И вот он достал два слегка помятых, грязных конверта, держал их осторожно, двумя руками, словно это были не простые бумаги, а нечто живое, важное, и потом медленно, почти церемониально, протянул их бабушке. Мэнди осторожно посмотрела на Джона, и, переведя взгляд обратно, аккуратно взяла письма.

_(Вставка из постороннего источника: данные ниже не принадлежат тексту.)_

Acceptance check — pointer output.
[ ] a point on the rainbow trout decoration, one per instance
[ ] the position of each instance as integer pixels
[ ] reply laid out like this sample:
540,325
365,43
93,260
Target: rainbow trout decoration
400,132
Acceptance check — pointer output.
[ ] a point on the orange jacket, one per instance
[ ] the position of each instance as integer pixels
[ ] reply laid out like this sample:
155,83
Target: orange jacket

— Что эт... — начала она, но слова тут же застряли у неё в горле. Едва глаза заскользили по завиткам букв на конверте, по таким знакомым линиям, что складывались в родной почерк - сердце у Мэнди резко сжалось, дыхание сбилось. Эти линии... Она могла узнать их даже в темноте - ни с чем не спутать, не перепутать.
— Это мама.
Снова повисла тишина.
Джон медленно поднялся, подошёл ближе, осторожно, не спеша помог Мэнди подняться и усадил на своё место. Пальцы её всё ещё сжимали письма, плечи дрожали от сдерживаемых слёз. Она взглянула на Джона, а в глазах вопрос и немой страх. Женщина протянула ему одно из писем, на котором неровной, дрожащей рукой было выведено: «Джону».
Мужчина нахмурился, недоверие боролось с растущей, пугающей надеждой. Он медлил, не решаясь вскрыть его сразу, но наконец, разорвал край и достал бумагу. Пару секунд Джон не мог прочесть написанное, буквы плыли перед глазами, а когда разобрал - ноги стали ватными.
«Я тебя прощаю, и ты меня прости»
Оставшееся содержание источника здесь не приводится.